Agent Memory Engine (10/10) — Context Tree + BM25 Hybrid Search

4월 05, 2026

OpenClaw memory system rebuilt from a 46KB monolithic file to a multi-layer hierarchy with BM25 search

Key Summary

Replaced a bloated 46KB single file and flat keyword matching with Context Tree + BM25 hybrid
Korean agglutinative morphology problem ("가치관이" fails to match "가치관") resolved via substring matching
Results: search precision 65 → 90, file size reduced 75%, memory-warnings reduced from frequent to rare

Background

An AI agent's memory system is core infrastructure for preserving knowledge across sessions. OpenClaw is a multi-agent platform in stable production. It stores learned content, user preferences, and project rules in memory between sessions, then retrieves that data on demand.

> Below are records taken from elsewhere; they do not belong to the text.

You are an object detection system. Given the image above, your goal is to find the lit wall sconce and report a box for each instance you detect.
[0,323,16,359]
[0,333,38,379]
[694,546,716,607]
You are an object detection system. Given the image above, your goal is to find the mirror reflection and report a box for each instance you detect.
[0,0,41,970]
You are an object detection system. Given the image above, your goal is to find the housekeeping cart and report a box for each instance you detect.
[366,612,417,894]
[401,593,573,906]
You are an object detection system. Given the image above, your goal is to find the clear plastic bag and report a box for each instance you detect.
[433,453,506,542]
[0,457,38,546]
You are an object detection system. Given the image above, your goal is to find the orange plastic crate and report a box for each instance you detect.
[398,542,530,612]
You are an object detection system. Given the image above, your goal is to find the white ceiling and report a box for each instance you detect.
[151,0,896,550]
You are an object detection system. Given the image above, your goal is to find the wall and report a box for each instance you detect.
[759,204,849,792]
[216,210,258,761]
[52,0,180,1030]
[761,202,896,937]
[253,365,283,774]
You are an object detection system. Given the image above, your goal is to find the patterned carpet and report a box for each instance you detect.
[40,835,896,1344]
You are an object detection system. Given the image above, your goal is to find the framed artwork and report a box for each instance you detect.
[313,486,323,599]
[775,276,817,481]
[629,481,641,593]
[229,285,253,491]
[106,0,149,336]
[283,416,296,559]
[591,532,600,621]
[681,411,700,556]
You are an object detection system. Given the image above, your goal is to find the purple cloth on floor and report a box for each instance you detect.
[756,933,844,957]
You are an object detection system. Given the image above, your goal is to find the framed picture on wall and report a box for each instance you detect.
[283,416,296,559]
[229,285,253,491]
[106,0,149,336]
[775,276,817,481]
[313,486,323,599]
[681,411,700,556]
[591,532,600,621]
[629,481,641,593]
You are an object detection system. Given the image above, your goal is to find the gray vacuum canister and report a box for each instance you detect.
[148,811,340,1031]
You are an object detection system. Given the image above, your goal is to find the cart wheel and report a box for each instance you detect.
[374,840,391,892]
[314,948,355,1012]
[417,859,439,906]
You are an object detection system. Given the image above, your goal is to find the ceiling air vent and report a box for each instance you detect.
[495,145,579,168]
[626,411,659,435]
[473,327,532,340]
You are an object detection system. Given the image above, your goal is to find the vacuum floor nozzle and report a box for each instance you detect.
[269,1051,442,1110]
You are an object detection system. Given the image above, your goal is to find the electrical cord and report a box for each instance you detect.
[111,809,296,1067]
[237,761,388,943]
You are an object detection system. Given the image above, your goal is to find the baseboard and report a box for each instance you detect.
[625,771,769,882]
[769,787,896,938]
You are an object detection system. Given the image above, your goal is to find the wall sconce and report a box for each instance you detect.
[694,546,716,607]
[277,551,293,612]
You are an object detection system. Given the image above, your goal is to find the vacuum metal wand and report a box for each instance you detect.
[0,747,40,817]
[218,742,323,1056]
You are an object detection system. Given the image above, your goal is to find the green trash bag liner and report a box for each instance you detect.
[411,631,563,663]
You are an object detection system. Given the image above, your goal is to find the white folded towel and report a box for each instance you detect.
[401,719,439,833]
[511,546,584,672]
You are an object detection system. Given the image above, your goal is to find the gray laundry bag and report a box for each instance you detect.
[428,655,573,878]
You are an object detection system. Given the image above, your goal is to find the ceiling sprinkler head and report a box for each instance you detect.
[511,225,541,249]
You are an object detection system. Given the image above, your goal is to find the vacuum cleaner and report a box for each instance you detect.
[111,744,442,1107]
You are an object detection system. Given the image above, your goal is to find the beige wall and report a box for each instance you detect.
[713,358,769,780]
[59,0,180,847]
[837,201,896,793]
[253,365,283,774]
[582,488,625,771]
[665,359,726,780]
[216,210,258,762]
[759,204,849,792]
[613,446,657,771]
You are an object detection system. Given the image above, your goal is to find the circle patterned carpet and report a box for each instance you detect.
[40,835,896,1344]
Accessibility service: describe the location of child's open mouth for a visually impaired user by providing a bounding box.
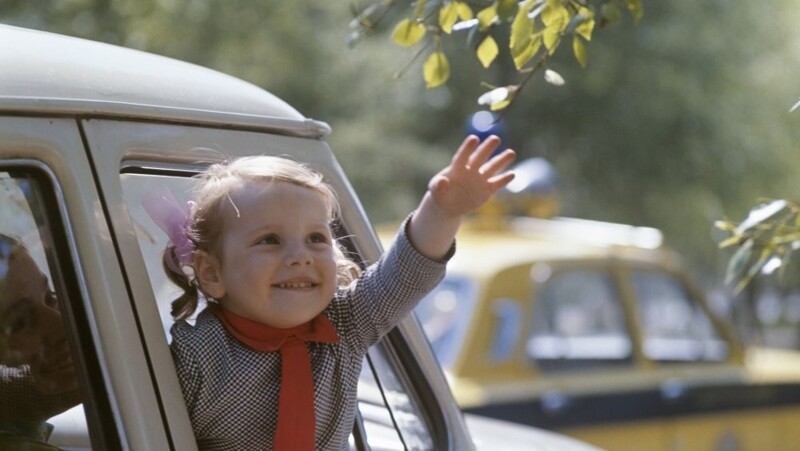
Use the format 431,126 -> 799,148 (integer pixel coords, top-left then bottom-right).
275,282 -> 316,289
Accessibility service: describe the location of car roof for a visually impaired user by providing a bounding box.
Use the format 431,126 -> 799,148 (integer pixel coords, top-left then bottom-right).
0,25 -> 330,138
422,217 -> 679,277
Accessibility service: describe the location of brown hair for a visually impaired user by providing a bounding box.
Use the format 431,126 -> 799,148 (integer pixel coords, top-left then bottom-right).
169,156 -> 361,319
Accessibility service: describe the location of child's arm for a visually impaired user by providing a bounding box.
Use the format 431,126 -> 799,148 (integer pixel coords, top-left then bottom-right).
408,136 -> 515,260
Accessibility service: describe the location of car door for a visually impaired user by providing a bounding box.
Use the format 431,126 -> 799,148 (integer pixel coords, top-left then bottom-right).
0,116 -> 169,450
83,120 -> 462,450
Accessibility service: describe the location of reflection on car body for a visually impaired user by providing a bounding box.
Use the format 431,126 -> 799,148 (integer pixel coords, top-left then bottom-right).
400,185 -> 800,450
0,25 -> 594,451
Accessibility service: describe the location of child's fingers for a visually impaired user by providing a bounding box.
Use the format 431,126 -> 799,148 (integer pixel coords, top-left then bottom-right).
467,135 -> 500,168
487,171 -> 514,191
480,149 -> 517,175
450,135 -> 480,168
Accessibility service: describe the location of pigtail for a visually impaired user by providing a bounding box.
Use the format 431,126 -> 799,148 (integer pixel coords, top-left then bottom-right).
161,244 -> 200,320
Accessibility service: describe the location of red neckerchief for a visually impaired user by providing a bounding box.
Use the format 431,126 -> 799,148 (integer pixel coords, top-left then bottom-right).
211,308 -> 339,451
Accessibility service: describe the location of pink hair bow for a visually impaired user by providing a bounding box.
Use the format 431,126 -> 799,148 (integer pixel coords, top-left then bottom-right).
142,186 -> 194,274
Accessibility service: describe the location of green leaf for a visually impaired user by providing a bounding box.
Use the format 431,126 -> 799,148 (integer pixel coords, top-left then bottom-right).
392,19 -> 425,47
719,235 -> 744,249
476,35 -> 500,69
439,2 -> 458,34
572,36 -> 587,68
625,0 -> 644,23
422,51 -> 450,89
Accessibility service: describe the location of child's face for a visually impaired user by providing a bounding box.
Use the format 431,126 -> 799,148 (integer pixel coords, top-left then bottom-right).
202,182 -> 336,328
0,248 -> 77,394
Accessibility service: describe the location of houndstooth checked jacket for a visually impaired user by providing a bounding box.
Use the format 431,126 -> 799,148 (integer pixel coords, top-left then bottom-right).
170,221 -> 454,450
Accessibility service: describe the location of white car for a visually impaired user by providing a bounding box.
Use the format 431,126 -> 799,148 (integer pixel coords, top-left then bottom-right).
0,25 -> 594,450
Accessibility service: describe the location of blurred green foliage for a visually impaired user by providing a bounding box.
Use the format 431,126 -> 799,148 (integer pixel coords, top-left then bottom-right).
0,0 -> 800,294
350,0 -> 644,111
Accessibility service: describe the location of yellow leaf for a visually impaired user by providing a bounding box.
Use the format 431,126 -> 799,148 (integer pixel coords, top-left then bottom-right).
414,0 -> 428,19
511,33 -> 542,70
422,51 -> 450,89
508,0 -> 534,55
572,36 -> 586,68
478,5 -> 497,30
542,27 -> 561,55
541,3 -> 569,30
508,0 -> 542,70
575,8 -> 594,41
625,0 -> 644,23
456,1 -> 473,20
439,2 -> 458,34
476,36 -> 500,68
392,19 -> 425,47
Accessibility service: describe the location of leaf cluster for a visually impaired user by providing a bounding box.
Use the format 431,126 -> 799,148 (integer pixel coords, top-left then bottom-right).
715,199 -> 800,292
350,0 -> 644,111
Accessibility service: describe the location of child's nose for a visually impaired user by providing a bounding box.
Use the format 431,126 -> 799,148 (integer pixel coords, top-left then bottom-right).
287,245 -> 312,266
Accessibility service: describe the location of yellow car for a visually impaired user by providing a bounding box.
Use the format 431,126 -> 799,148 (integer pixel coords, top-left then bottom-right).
380,207 -> 800,451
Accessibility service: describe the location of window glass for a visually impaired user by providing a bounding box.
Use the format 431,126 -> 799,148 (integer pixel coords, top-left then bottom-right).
121,170 -> 433,450
414,275 -> 477,367
631,270 -> 728,362
526,269 -> 633,370
489,298 -> 522,363
0,170 -> 91,449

The initial design managed all memory in a single file (self-architecture.md). At small scale this worked. As operations accumulated, the file grew to 46KB — requiring the agent to load the entire file into context on every retrieval. A single file was consuming a significant portion of the context window.

The deeper problem was not file size. It was search precision.

Body

1. Three Limits of the Original System

Limit 1: Monolithic file bloat

When all knowledge is concentrated in one file, even a narrow query forces a full load. Fetching only values-related records still pulls 46KB into context. Irrelevant information interferes with response generation and reduces token efficiency.

Limit 2: Flat keyword matching fails for Korean

The original search performed exact full-keyword matching. A search for "가치관" (values) matched only lines containing that exact string. Korean is an agglutinative language: the same stem combines with postpositions to produce "가치관이", "가치관을", "가치관에서", and other surface forms. Stem-only search misses all inflected variants — result: NO_MATCH.

In English, searching "values" matches most occurrences. In Korean, postposition attachment creates distinct surface strings that diverge from the original stem.

Limit 3: Duplicate accumulation and mixed classification

There was no procedure to check existing content before adding new knowledge. Information such as "TTL is set to 30 minutes" was recorded multiple times in different contexts. Technical decisions, personal preferences, and project rules coexisted inside a single file with no structural separation.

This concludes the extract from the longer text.